2.2: Standard Statistical Hypothesis Testing

Last updated
Save as PDF

Page ID: 21580

\( \newcommand{\vecs}[1]{\overset { \scriptstyle \rightharpoonup} {\mathbf{#1}} } \) \( \newcommand{\vecd}[1]{\overset{-\!-\!\rightharpoonup}{\vphantom{a}\smash {#1}}} \)\(\newcommand{\id}{\mathrm{id}}\) \( \newcommand{\Span}{\mathrm{span}}\) \( \newcommand{\kernel}{\mathrm{null}\,}\) \( \newcommand{\range}{\mathrm{range}\,}\) \( \newcommand{\RealPart}{\mathrm{Re}}\) \( \newcommand{\ImaginaryPart}{\mathrm{Im}}\) \( \newcommand{\Argument}{\mathrm{Arg}}\) \( \newcommand{\norm}[1]{\| #1 \|}\) \( \newcommand{\inner}[2]{\langle #1, #2 \rangle}\) \( \newcommand{\Span}{\mathrm{span}}\) \(\newcommand{\id}{\mathrm{id}}\) \( \newcommand{\Span}{\mathrm{span}}\) \( \newcommand{\kernel}{\mathrm{null}\,}\) \( \newcommand{\range}{\mathrm{range}\,}\) \( \newcommand{\RealPart}{\mathrm{Re}}\) \( \newcommand{\ImaginaryPart}{\mathrm{Im}}\) \( \newcommand{\Argument}{\mathrm{Arg}}\) \( \newcommand{\norm}[1]{\| #1 \|}\) \( \newcommand{\inner}[2]{\langle #1, #2 \rangle}\) \( \newcommand{\Span}{\mathrm{span}}\)\(\newcommand{\AA}{\unicode[.8,0]{x212B}}\)

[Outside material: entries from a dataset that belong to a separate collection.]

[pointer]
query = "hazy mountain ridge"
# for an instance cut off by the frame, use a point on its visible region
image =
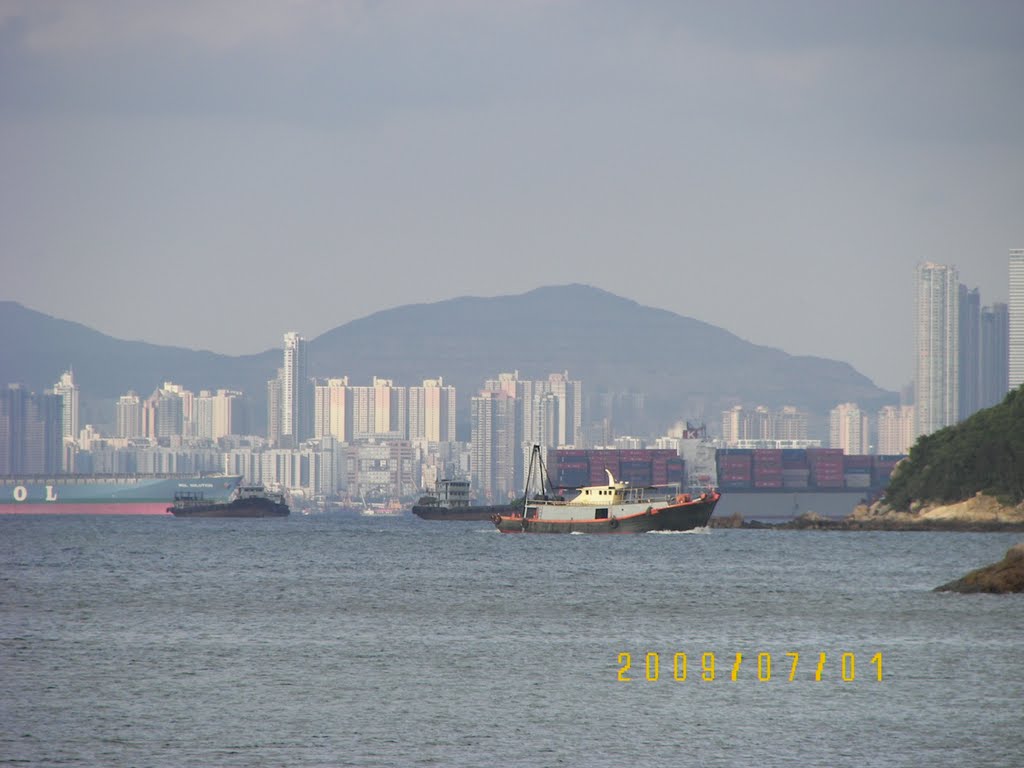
(612, 344)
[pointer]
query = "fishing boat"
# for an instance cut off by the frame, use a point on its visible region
(614, 508)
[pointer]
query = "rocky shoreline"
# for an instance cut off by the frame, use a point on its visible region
(1006, 576)
(978, 514)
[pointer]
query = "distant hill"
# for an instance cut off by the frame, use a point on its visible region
(984, 453)
(686, 368)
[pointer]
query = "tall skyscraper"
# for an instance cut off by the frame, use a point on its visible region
(493, 445)
(380, 411)
(273, 398)
(30, 432)
(431, 412)
(130, 416)
(970, 349)
(68, 391)
(848, 429)
(294, 398)
(333, 410)
(937, 347)
(993, 365)
(1016, 317)
(895, 430)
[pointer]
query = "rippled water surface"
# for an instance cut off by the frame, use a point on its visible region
(388, 642)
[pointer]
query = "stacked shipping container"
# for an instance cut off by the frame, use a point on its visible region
(801, 469)
(571, 468)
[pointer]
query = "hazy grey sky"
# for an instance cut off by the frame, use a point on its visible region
(211, 174)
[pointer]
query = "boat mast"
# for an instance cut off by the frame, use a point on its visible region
(534, 454)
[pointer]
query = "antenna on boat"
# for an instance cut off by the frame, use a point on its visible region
(536, 459)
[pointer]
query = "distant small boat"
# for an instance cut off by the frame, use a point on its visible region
(615, 508)
(388, 509)
(251, 501)
(451, 502)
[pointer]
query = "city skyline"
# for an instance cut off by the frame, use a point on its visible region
(383, 156)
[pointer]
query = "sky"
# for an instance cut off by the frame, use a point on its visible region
(213, 173)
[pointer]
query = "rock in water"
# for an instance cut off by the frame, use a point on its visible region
(1006, 576)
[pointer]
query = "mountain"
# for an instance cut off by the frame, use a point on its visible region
(982, 454)
(686, 368)
(36, 348)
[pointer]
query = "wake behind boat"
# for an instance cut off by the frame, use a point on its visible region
(615, 508)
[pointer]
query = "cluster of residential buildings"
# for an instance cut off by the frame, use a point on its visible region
(330, 438)
(967, 355)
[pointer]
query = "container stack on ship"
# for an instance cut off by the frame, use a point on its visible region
(786, 482)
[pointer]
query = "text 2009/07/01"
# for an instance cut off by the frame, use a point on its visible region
(748, 667)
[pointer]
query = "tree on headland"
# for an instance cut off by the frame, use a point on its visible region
(984, 453)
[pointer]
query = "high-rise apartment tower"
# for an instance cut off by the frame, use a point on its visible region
(937, 347)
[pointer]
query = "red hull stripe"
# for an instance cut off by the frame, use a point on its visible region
(134, 508)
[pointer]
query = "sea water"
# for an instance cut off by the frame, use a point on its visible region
(342, 641)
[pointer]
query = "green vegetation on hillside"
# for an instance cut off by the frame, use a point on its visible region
(984, 453)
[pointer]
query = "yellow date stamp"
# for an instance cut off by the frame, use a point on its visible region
(707, 667)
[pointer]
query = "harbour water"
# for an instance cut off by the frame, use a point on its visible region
(342, 641)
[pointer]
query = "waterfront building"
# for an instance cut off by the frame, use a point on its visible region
(970, 350)
(937, 347)
(493, 445)
(896, 425)
(169, 406)
(993, 364)
(68, 391)
(431, 412)
(333, 410)
(31, 432)
(848, 429)
(218, 415)
(380, 411)
(791, 424)
(273, 409)
(294, 396)
(1016, 308)
(742, 425)
(129, 416)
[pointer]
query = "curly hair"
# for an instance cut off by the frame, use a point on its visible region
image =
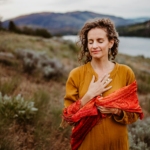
(112, 34)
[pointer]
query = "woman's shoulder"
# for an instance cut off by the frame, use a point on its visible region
(126, 73)
(124, 68)
(79, 69)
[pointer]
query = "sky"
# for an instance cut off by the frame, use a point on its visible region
(122, 8)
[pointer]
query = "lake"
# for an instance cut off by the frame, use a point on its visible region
(128, 45)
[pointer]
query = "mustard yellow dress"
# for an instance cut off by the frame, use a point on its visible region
(111, 132)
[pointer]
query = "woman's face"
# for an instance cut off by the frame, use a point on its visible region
(98, 43)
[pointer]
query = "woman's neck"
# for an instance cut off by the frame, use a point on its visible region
(99, 64)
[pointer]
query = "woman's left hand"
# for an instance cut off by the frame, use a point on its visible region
(105, 110)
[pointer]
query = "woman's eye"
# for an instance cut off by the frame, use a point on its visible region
(90, 42)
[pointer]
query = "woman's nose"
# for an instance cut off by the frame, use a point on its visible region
(95, 44)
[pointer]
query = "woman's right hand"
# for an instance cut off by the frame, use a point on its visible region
(96, 88)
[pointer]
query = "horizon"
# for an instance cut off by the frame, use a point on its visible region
(126, 9)
(22, 15)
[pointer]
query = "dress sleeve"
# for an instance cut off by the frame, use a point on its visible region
(128, 117)
(72, 94)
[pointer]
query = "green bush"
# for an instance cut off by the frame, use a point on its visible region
(16, 108)
(8, 87)
(139, 135)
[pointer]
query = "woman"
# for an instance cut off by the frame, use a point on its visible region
(103, 128)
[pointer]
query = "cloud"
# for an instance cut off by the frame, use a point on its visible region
(124, 8)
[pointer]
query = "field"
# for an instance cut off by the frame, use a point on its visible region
(37, 69)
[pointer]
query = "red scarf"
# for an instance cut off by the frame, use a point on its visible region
(86, 118)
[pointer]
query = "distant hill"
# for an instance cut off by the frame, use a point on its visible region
(139, 30)
(64, 23)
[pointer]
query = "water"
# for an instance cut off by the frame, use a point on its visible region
(128, 45)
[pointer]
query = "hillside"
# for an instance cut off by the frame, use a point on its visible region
(37, 68)
(139, 30)
(64, 23)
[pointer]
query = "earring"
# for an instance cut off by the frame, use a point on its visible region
(86, 50)
(109, 51)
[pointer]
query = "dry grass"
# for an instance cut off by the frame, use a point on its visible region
(43, 133)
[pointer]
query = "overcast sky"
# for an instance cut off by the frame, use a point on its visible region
(122, 8)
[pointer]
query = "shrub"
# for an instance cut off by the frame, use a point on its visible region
(16, 108)
(32, 60)
(9, 86)
(139, 135)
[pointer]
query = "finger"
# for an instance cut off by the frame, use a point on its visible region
(106, 89)
(93, 79)
(107, 82)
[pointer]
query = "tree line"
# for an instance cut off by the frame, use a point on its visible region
(12, 27)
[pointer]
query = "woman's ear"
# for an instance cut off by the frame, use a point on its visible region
(111, 43)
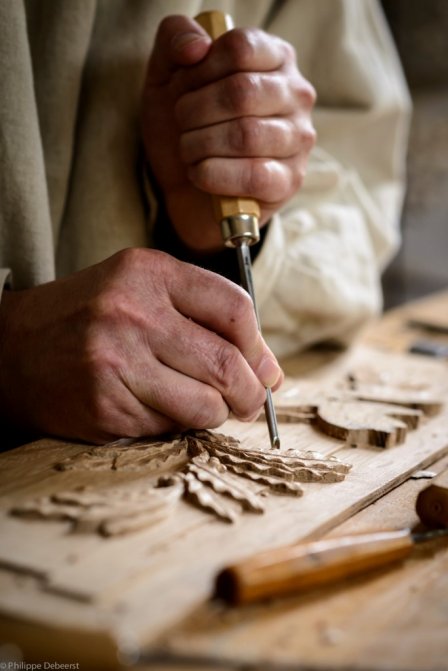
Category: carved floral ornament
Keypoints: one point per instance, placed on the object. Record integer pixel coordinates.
(220, 475)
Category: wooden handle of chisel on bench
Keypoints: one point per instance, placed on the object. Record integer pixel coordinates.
(296, 568)
(239, 219)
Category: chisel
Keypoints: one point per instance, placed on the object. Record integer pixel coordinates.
(301, 567)
(239, 221)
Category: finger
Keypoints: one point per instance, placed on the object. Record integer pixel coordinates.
(227, 310)
(267, 180)
(247, 136)
(203, 355)
(184, 400)
(239, 50)
(179, 41)
(239, 95)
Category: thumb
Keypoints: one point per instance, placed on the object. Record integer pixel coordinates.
(179, 41)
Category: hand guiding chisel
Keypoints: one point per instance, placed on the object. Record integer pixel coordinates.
(239, 221)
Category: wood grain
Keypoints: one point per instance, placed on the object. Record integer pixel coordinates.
(147, 582)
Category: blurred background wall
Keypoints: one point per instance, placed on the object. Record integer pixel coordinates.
(420, 30)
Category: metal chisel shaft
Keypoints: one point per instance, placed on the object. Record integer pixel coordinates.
(239, 222)
(245, 267)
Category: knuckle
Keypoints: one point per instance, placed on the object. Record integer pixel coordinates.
(225, 366)
(258, 179)
(308, 137)
(245, 135)
(210, 412)
(297, 179)
(308, 94)
(241, 307)
(289, 52)
(239, 92)
(241, 45)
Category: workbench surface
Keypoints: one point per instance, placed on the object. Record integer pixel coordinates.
(77, 597)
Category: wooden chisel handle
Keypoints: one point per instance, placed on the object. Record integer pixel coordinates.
(216, 24)
(300, 567)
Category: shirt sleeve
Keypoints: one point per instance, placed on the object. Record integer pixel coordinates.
(318, 275)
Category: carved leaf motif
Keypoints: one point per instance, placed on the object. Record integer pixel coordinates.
(379, 424)
(115, 511)
(207, 468)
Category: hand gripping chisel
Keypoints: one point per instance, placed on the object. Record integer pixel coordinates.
(239, 221)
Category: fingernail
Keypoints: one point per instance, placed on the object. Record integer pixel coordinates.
(268, 372)
(182, 39)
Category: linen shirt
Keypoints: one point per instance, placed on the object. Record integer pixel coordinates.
(71, 192)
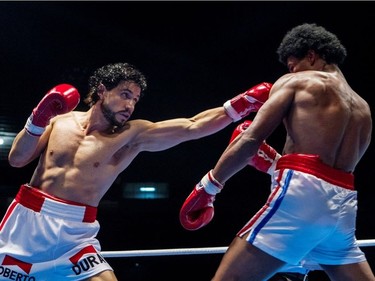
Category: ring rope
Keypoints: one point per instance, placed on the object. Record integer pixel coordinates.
(190, 251)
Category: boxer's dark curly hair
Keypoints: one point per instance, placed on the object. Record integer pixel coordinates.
(110, 76)
(302, 38)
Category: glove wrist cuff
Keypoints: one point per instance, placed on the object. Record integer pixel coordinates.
(211, 185)
(33, 129)
(231, 112)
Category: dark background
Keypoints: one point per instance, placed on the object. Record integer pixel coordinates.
(196, 55)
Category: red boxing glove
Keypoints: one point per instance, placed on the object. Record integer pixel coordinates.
(59, 100)
(249, 101)
(266, 157)
(198, 208)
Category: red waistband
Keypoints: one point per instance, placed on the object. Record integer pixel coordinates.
(35, 199)
(313, 165)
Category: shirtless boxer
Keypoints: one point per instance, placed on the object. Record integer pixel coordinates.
(49, 231)
(311, 211)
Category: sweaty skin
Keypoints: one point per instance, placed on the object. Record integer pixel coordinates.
(82, 155)
(322, 115)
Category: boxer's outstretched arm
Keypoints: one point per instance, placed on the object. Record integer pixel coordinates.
(165, 134)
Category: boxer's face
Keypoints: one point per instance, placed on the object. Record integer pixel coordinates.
(119, 103)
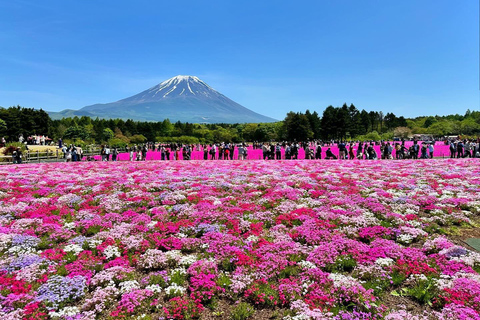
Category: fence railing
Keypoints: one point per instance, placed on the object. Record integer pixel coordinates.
(36, 156)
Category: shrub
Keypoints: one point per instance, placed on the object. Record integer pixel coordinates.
(242, 311)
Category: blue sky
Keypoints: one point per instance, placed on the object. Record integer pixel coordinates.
(410, 57)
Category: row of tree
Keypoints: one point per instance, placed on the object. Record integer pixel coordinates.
(338, 123)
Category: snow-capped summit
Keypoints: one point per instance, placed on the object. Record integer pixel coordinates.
(181, 98)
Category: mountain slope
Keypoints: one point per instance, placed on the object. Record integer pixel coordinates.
(181, 98)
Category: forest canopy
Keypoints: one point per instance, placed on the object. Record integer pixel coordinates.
(337, 123)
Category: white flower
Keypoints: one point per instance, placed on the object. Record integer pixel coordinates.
(111, 252)
(384, 262)
(154, 288)
(65, 312)
(187, 260)
(307, 264)
(405, 238)
(175, 289)
(340, 280)
(69, 225)
(75, 248)
(127, 286)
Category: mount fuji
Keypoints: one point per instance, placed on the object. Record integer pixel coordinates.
(181, 98)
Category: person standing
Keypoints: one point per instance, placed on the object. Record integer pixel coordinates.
(107, 153)
(318, 152)
(114, 154)
(460, 149)
(453, 148)
(430, 150)
(341, 150)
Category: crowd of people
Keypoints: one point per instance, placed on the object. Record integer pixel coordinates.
(290, 150)
(313, 150)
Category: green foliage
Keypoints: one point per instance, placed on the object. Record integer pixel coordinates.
(12, 146)
(178, 277)
(75, 132)
(424, 291)
(344, 263)
(107, 134)
(345, 122)
(297, 127)
(223, 281)
(242, 311)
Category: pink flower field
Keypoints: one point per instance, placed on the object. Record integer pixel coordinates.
(291, 240)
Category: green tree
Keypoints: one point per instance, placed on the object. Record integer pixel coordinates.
(297, 127)
(107, 134)
(75, 132)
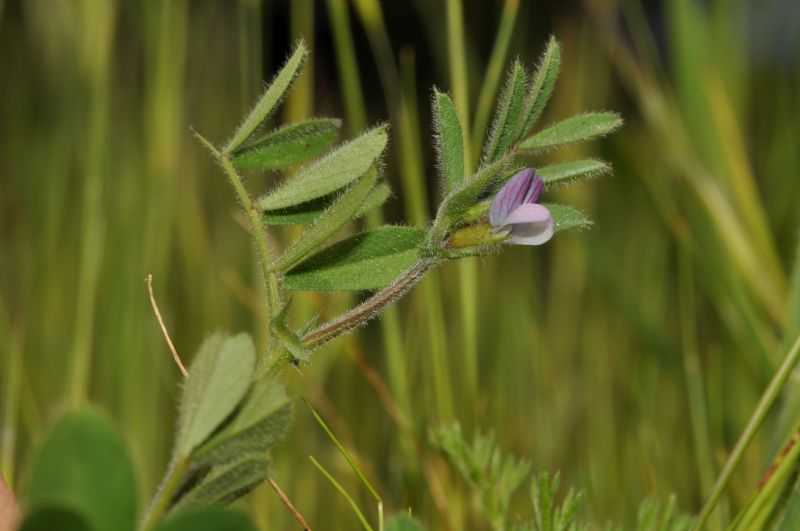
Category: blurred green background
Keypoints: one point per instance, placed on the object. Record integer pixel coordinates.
(629, 357)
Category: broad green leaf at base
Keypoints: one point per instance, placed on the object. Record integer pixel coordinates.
(218, 378)
(83, 467)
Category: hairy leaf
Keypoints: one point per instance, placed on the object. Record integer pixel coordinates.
(226, 483)
(261, 423)
(461, 201)
(334, 171)
(541, 88)
(308, 212)
(507, 115)
(207, 519)
(576, 129)
(84, 467)
(565, 173)
(342, 211)
(288, 146)
(218, 380)
(271, 97)
(370, 260)
(567, 218)
(449, 138)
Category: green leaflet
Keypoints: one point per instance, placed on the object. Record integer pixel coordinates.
(567, 218)
(334, 171)
(208, 519)
(218, 380)
(542, 87)
(224, 484)
(459, 202)
(576, 129)
(271, 97)
(565, 173)
(83, 472)
(308, 212)
(342, 211)
(403, 522)
(449, 138)
(288, 146)
(261, 423)
(507, 115)
(370, 260)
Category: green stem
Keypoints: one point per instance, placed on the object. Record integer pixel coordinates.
(764, 404)
(160, 504)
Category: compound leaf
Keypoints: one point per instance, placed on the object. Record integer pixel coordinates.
(370, 260)
(288, 146)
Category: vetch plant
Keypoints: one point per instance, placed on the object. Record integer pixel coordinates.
(233, 409)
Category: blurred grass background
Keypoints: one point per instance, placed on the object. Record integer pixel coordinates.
(629, 357)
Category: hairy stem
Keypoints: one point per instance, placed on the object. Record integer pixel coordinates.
(160, 504)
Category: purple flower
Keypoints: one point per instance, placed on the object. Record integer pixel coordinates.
(516, 214)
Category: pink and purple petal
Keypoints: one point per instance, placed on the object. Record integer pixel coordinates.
(510, 196)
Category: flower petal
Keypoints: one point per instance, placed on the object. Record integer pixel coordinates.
(510, 196)
(535, 189)
(531, 224)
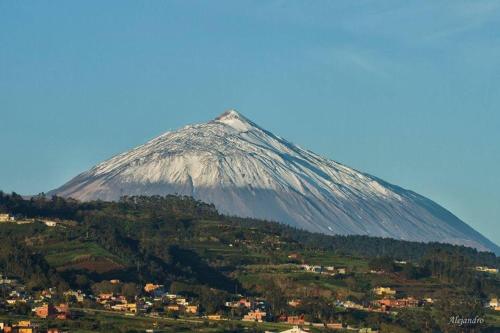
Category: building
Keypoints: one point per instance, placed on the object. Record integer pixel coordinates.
(173, 307)
(386, 304)
(78, 295)
(150, 287)
(193, 309)
(214, 317)
(49, 223)
(384, 291)
(6, 218)
(487, 269)
(295, 320)
(256, 315)
(295, 329)
(334, 326)
(125, 307)
(24, 326)
(60, 311)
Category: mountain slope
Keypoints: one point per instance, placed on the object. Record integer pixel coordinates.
(247, 171)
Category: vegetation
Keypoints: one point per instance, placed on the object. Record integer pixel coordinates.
(190, 248)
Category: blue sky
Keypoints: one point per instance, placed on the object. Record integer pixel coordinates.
(406, 90)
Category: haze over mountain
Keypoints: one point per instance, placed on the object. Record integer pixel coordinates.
(247, 171)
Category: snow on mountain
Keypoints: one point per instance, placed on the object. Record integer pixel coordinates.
(247, 171)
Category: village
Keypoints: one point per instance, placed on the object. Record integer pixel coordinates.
(154, 301)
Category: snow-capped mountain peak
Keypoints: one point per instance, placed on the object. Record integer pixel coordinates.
(247, 171)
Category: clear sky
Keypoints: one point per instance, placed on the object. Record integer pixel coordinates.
(408, 91)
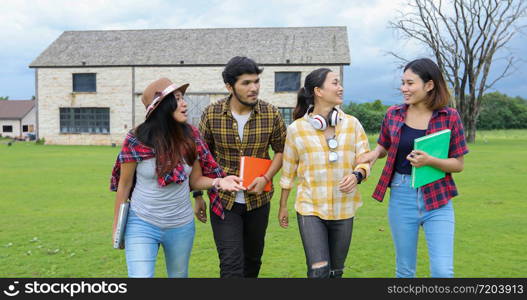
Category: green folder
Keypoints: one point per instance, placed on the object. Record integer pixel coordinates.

Standard hypothesis testing approaches focus almost entirely on rejecting null hypotheses. In the framework (usually referred to as the frequentist approach to statistics) one first defines a null hypothesis. This null hypothesis represents your expectation if some pattern, such as a difference among groups, is not present, or if some process of interest were not occurring. For example, perhaps you are interested in comparing the mean body size of two species of lizards, an anole and a gecko. Our null hypothesis would be that the two species do not differ in body size. The alternative, which one can conclude by rejecting that null hypothesis, is that one species is larger than the other. Another example might involve investigating two variables, like body size and leg length, across a set of lizard species¹. Here the null hypothesis would be that there is no relationship between body size and leg length. The alternative hypothesis, which again represents the situation where the phenomenon of interest is actually occurring, is that there is a relationship with body size and leg length. For frequentist approaches, the alternative hypothesis is always the negation of the null hypothesis; as you will see below, other approaches allow one to compare the fit of a set of models without this restriction and choose the best amongst them.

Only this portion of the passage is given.